En efecto, si examinamos cada caso por separado, nos encontraremos con un amplio abanico de posibilidades y soluciones. Desde el caso del Islám, el enemigo tradicional, en contacto directo y constante desde hacía siglos, y al cual no se podía derrotar, peor aún, parecía siempre a punto de engullir a Occidente y que devino en una incomprensión y desprecio mutuo entre ambas culturas que aún empaña nuestras relaciones, a la victoria completa sobre las civilizaciones americanas, que llevo a un problema insospechado para los europeos de aquel tiempo, el qué hacer con inmensas poblaciones de culturas exóticas e incomprensibles (una tarea en la que esos primeros europeos, admitámoslo, se comportaron como auténticos bárbaros, destruyendo a esas culturas y esclavizando a sus poblaciones)
Y entre medias, la relación con los inmensos imperios de la India, China o Japón.
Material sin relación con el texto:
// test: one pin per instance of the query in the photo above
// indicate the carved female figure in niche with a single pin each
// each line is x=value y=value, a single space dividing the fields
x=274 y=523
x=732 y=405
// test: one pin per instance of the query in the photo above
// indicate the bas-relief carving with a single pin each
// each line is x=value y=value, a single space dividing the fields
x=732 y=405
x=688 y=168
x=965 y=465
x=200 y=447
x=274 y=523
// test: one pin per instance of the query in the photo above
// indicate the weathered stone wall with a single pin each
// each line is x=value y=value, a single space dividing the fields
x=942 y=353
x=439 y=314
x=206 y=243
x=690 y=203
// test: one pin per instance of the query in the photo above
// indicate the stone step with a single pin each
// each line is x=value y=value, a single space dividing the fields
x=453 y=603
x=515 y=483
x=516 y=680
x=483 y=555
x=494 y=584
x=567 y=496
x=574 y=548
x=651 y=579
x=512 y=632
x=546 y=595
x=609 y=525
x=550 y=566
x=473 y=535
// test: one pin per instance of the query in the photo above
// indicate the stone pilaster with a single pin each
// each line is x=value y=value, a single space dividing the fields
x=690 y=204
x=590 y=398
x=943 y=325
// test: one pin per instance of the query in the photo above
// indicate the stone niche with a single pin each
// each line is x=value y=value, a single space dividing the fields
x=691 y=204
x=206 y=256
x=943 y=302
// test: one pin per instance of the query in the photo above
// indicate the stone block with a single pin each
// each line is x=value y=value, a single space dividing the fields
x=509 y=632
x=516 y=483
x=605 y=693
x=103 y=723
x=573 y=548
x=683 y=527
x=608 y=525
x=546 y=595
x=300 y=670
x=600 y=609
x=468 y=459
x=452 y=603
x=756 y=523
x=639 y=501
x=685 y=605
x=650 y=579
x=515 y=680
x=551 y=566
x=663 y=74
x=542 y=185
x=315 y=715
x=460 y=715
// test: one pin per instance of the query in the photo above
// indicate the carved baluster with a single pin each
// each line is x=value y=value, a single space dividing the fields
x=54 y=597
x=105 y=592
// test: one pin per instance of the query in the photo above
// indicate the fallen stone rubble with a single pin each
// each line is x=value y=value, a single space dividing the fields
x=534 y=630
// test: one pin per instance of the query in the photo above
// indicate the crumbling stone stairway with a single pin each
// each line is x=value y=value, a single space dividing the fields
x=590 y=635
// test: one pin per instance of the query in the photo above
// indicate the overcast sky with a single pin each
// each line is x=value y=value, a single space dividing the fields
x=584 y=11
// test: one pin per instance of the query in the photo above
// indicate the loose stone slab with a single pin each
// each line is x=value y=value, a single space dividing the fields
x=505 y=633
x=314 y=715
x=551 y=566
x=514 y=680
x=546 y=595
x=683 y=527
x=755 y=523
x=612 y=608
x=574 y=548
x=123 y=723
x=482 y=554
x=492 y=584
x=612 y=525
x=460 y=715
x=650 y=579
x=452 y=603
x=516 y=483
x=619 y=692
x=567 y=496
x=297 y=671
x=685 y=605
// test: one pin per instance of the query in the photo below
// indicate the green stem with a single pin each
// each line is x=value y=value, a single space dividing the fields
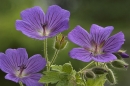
x=21 y=84
x=45 y=52
x=90 y=64
x=54 y=57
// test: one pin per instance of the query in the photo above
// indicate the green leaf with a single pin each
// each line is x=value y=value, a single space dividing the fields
x=50 y=77
x=67 y=68
x=57 y=67
x=98 y=81
x=62 y=83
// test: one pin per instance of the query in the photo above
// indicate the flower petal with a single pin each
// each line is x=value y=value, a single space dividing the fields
x=34 y=16
x=55 y=16
x=12 y=77
x=12 y=59
x=105 y=57
x=6 y=65
x=80 y=37
x=80 y=54
x=32 y=80
x=100 y=34
x=29 y=30
x=114 y=43
x=59 y=28
x=35 y=64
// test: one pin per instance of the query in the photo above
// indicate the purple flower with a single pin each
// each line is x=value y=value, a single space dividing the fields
x=97 y=45
x=36 y=24
x=123 y=54
x=18 y=67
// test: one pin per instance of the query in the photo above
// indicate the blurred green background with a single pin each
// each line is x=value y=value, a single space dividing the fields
x=83 y=12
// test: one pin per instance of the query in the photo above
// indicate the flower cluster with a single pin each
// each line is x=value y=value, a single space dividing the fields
x=96 y=47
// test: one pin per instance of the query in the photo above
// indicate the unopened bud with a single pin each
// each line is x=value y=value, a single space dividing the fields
x=123 y=54
x=119 y=64
x=90 y=74
x=60 y=42
x=110 y=77
x=99 y=70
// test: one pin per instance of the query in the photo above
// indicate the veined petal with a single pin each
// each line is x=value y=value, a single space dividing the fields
x=6 y=65
x=80 y=37
x=12 y=59
x=12 y=77
x=114 y=43
x=104 y=57
x=80 y=54
x=59 y=28
x=35 y=64
x=32 y=80
x=100 y=34
x=34 y=16
x=29 y=30
x=17 y=56
x=56 y=15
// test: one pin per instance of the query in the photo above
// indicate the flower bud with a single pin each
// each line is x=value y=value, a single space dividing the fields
x=99 y=70
x=119 y=64
x=110 y=77
x=60 y=42
x=90 y=74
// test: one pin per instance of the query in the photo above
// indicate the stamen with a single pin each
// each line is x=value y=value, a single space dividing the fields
x=19 y=72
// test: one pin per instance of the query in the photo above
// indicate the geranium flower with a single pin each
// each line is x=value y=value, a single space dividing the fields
x=97 y=45
x=19 y=68
x=36 y=24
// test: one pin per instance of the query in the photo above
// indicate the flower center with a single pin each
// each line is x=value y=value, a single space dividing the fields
x=20 y=72
x=96 y=49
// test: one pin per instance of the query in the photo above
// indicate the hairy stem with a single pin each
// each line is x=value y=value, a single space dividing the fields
x=54 y=57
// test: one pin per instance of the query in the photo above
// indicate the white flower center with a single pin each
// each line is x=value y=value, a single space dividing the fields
x=44 y=31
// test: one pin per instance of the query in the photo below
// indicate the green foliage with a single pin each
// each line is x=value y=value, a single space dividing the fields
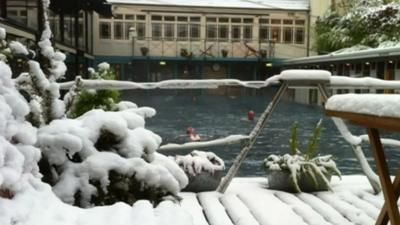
x=88 y=99
x=293 y=141
x=368 y=23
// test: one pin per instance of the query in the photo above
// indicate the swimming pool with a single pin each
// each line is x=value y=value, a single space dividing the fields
x=219 y=116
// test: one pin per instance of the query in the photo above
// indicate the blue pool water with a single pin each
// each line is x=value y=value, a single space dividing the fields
x=219 y=116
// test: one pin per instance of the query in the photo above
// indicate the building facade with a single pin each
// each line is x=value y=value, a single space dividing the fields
x=158 y=40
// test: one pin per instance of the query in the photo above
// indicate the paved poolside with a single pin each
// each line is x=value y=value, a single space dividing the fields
x=248 y=201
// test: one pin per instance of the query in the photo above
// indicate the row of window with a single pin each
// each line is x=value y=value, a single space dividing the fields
x=191 y=31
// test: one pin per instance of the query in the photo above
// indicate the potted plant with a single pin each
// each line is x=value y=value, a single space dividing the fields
x=204 y=170
x=144 y=51
x=224 y=53
x=301 y=171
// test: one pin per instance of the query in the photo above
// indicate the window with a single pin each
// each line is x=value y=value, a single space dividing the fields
x=118 y=16
x=182 y=19
x=118 y=30
x=105 y=30
x=169 y=31
x=182 y=31
x=236 y=32
x=276 y=34
x=247 y=32
x=211 y=31
x=127 y=27
x=264 y=33
x=223 y=32
x=141 y=17
x=156 y=31
x=288 y=35
x=157 y=18
x=129 y=17
x=140 y=31
x=276 y=21
x=211 y=19
x=195 y=31
x=247 y=20
x=288 y=22
x=299 y=36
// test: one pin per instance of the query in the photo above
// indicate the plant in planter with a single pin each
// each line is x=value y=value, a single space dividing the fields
x=144 y=51
x=224 y=53
x=204 y=169
x=301 y=171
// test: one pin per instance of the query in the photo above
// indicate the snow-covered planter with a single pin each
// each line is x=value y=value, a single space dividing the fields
x=297 y=172
x=204 y=169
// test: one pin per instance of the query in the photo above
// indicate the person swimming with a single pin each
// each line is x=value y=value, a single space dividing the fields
x=192 y=134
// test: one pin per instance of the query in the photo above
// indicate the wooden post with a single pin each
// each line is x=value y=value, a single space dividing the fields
x=358 y=152
x=383 y=171
x=253 y=136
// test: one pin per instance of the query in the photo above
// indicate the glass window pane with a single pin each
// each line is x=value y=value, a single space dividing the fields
x=127 y=27
x=156 y=31
x=141 y=31
x=223 y=32
x=211 y=31
x=288 y=35
x=299 y=35
x=264 y=33
x=247 y=32
x=105 y=30
x=182 y=31
x=276 y=21
x=195 y=31
x=236 y=33
x=169 y=31
x=276 y=34
x=118 y=30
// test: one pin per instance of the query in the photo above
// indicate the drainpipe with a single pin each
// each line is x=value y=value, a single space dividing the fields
x=308 y=31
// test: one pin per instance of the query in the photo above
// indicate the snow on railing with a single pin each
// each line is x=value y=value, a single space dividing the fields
x=335 y=82
x=230 y=140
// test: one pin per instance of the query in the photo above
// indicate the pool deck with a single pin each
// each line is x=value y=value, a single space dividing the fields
x=248 y=201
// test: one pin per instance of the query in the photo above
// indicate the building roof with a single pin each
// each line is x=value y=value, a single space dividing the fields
x=250 y=4
x=356 y=55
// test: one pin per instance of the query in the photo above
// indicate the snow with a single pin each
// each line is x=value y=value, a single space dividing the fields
x=2 y=33
x=18 y=48
x=231 y=139
x=198 y=161
x=371 y=104
x=305 y=75
x=250 y=4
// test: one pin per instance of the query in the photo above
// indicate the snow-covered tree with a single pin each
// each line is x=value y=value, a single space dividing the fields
x=80 y=100
x=367 y=23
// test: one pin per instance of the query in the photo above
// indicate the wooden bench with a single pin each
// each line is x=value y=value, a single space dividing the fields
x=391 y=191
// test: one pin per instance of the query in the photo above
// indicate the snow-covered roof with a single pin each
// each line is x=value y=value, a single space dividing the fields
x=347 y=54
x=251 y=4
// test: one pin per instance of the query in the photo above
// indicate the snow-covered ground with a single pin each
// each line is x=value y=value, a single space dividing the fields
x=248 y=201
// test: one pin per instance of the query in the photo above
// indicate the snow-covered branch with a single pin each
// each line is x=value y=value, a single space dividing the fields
x=230 y=140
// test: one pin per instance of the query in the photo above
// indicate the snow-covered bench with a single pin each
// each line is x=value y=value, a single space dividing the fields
x=374 y=112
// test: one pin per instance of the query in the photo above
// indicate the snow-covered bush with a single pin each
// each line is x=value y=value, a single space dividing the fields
x=80 y=100
x=104 y=157
x=302 y=166
x=204 y=169
x=18 y=158
x=198 y=161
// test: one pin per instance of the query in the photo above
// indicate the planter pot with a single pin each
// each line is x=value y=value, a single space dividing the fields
x=280 y=180
x=205 y=181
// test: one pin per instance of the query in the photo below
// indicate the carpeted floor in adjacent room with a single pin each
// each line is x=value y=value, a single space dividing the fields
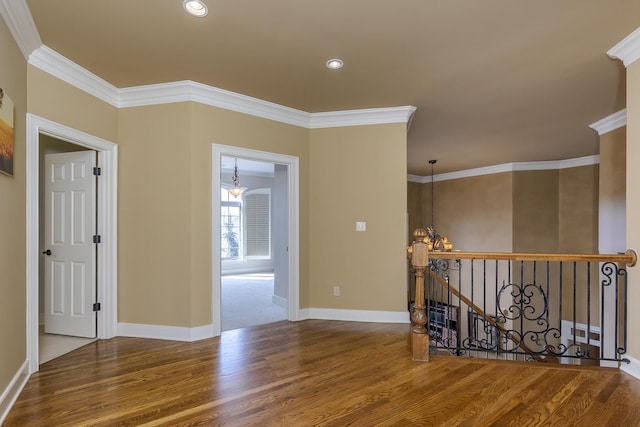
x=247 y=301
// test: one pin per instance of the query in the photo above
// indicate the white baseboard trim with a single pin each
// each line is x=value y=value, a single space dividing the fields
x=632 y=368
x=13 y=390
x=159 y=332
x=355 y=315
x=279 y=301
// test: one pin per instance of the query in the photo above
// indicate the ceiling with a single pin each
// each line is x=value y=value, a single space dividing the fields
x=494 y=81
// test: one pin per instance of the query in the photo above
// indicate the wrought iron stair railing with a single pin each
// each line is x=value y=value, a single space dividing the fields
x=540 y=307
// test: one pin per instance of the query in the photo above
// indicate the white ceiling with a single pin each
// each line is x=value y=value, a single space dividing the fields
x=494 y=81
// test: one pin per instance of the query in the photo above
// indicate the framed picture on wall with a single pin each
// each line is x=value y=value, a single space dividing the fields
x=6 y=133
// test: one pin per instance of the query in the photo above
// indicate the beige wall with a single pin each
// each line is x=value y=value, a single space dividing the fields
x=612 y=195
x=578 y=210
x=535 y=211
x=13 y=81
x=415 y=201
x=633 y=201
x=165 y=262
x=358 y=174
x=211 y=125
x=62 y=103
x=475 y=213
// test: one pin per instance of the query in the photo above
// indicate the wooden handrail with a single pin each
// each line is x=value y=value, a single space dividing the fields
x=490 y=319
x=630 y=257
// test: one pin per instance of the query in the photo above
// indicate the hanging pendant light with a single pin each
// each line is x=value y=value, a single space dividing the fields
x=236 y=190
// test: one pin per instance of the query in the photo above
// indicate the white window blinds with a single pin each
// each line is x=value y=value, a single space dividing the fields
x=257 y=207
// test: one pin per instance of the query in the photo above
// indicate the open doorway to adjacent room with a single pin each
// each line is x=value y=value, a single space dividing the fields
x=255 y=233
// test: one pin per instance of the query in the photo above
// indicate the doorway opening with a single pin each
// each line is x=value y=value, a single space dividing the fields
x=67 y=265
x=237 y=249
x=106 y=256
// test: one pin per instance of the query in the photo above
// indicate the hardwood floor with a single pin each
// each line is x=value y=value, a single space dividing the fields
x=313 y=373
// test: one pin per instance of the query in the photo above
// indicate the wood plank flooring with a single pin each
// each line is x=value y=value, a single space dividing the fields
x=313 y=373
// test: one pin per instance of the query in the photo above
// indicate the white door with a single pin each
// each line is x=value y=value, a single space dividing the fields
x=70 y=224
Unas potencias a las que los europeos de aquel tiempo, con sus magros recursos no podían aspirar a conquistar, y que ellas mismas se veían como iguales a los extranjeros, sino como superiores, y con las que hubo que llegar a un entendimiento, que culminaría en un extraño sentido de admiración y envidia por sus logros, su cultura y su filosofía que aún perdura, como demuestra que veamos hoy en día con tintes positivos la filosofía y la cultura de Japón, China o la India, mientras que no ocurre lo mismo con el Islám, el enemigo de siempre.
Un enamoramiento de la cultura occidental por esas otras culturas de Oriente, cuya crónica es narrada por esta exposición, en forma de todos los objetos que, desde el siglo XVI, fueron recogidos por viajeros, exploradores y misioneros en aquellas tierras y traídos a Europa, y que provocaban admiración y asombro, curiosidad y sorpresa en los atrasados y provincianos europeos de aquel entonces. En la forma también, de todas las producciones que se hicieron aquí copiando lo de allí, y en la forma en que los artistas de allí se interesaron por lo nuestro y lo incorporaron a su producciones.
Un enamoramiento histórico que es también mi enamoramiento personal, desde que a los quince años, descubriera que había otro cine aparte del de Hollywood, y que uno de los maestros de ese cine había sido Mizoguchi, y que ese maestro había retratado a otro maestro, esta vez de la pintura, llamado Utamaro.
Y que ambos eran una ventana a un mundo completamente desconocido, opuesto a mi formación y educación, la de un occidental cristiano marxista.
Un mundo extraño y desconocido, de constumbres incomprensible e irreductibles, pero que me fascinaba y me conmovía profundamente.